Lei Luo Machine Learning Engineer

Learning Part of Speech Using A Character-Word BiLSTM Model


Go straight to the code!

What is PoS?

In the English language, words can be considered as the smallest elements that have distinctive meanings. Based on their use and functions, words are categorized into several types or parts of speech. Some common PoS tagging are noun, pronoun, verb, adverb, adjective, conjunction, preposition, and interjection.

What is RNN and LSTMs?

A recurrent neural network (RNN) is a type of artificial neural network where nodes not only connect with each other, but also feed the output back to themselves. RNN is good at dealing with sequence problems, such as speech recognition, language modeling, translation, image captioning… The list goes on, but traditional neural networks do not handle sequence problems very well. The simple node in RNN can be seen like this where the output of the node is also input into the node itself.

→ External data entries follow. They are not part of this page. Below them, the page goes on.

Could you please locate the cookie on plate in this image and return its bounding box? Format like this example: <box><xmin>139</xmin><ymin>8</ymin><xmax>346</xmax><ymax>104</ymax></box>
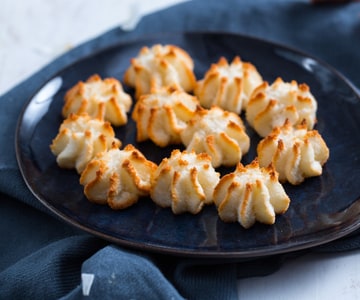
<box><xmin>257</xmin><ymin>121</ymin><xmax>330</xmax><ymax>185</ymax></box>
<box><xmin>132</xmin><ymin>87</ymin><xmax>199</xmax><ymax>147</ymax></box>
<box><xmin>214</xmin><ymin>159</ymin><xmax>290</xmax><ymax>228</ymax></box>
<box><xmin>150</xmin><ymin>149</ymin><xmax>220</xmax><ymax>214</ymax></box>
<box><xmin>50</xmin><ymin>113</ymin><xmax>121</xmax><ymax>174</ymax></box>
<box><xmin>246</xmin><ymin>78</ymin><xmax>317</xmax><ymax>137</ymax></box>
<box><xmin>124</xmin><ymin>44</ymin><xmax>196</xmax><ymax>99</ymax></box>
<box><xmin>180</xmin><ymin>106</ymin><xmax>250</xmax><ymax>168</ymax></box>
<box><xmin>62</xmin><ymin>74</ymin><xmax>132</xmax><ymax>126</ymax></box>
<box><xmin>80</xmin><ymin>144</ymin><xmax>156</xmax><ymax>209</ymax></box>
<box><xmin>194</xmin><ymin>56</ymin><xmax>263</xmax><ymax>114</ymax></box>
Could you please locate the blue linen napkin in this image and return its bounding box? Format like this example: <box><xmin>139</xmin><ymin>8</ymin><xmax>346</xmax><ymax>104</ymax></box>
<box><xmin>0</xmin><ymin>0</ymin><xmax>360</xmax><ymax>299</ymax></box>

This special structure enables the network to remember what has been seen in the past and connect the previous information to the present task, such as using previous video frames might inform the understanding of the present frame. Unfortunately when we need to look very far back to help understand the current frame, RNNs become unable to learn to connect the information. In theory, RNNs are capable of handling such “long-term dependencies.” A human could carefully pick parameters for them to solve toy problems of this form. Sadly, in practice, RNNs don’t seem to be able to learn them. In cases like this, we can turn to LSTMs.

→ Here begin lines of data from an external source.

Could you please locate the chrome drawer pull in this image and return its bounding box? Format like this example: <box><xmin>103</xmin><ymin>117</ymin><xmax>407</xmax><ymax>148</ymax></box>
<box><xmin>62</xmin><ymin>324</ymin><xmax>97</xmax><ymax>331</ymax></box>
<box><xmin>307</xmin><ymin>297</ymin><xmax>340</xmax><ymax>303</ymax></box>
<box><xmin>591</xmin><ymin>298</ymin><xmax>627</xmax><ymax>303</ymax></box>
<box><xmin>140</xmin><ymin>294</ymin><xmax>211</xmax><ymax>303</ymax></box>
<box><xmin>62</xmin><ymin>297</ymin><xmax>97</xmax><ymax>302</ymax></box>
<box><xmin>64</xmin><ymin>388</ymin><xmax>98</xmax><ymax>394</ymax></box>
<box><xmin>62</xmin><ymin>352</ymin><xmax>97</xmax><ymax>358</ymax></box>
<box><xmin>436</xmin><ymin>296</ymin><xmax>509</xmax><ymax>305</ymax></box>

LSTM is short for long short term memory networks and are a special kind of RNN. LSTMs are explicitly designed to avoid the long-term dependency problem. The basic structure of LSTM is shown below:

Bidirectional LSTMs have two sets of LSTM cells where the forward LSTM is flowing the direct of the sequence and the backward is flowing the opposite direction. Often the case, the output of forward and backward LSTM are connected to the same output.

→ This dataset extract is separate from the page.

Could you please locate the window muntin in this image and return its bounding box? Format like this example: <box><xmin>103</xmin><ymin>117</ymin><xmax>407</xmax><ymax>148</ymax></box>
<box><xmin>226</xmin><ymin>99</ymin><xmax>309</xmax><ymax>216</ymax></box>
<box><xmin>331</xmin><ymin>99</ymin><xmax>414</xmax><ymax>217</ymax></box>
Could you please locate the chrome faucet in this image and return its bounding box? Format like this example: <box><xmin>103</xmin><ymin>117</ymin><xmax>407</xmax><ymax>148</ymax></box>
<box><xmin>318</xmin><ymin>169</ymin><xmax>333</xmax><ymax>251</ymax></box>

Learning Character-level Representation

The importance of learning character-level representation lies in the fact that prefix and suffix are often important to infer the PoS. For example, words ending with ‘ty’ are often nouns and words starting with ‘un’ are often negative adjectives. Some early research used a prefixed character window that only considers a fixed length of characters, such as only looking at the first 5 characters in words. This is not enough to consider the suffix of longer words. The model of this study uses a bidirectional LSTM that concatenates the output of the forward and backward LSTM so that it considers the entire character sequence as opposed to only a fixed length of characters. The structure of the model is shown below:

Learning Word-level Representation

In this study, the word embeddings are obtained using a pretrained word embedding, such as word2vec. Depending on the nature of text we are working with, different word embeddings should be used. For example, if we are working with biochemical texts, it would be better we obtain the word embeddings by training on a large corpus of biochemical texts. The word embeddings are then concatenated with the character-level representation as a combined feature. Then, another bidirectional LSTM is used to learn the combined representation, on top of which a softmax layer is used to predict the PoS tagging.

Results on CoNLL2000

The best f1 score of this model after 30 epochs is 94.21%, which is comparable to the state-of-the-art performance.

The implementation of the model using PyTorch is provided on my github repo.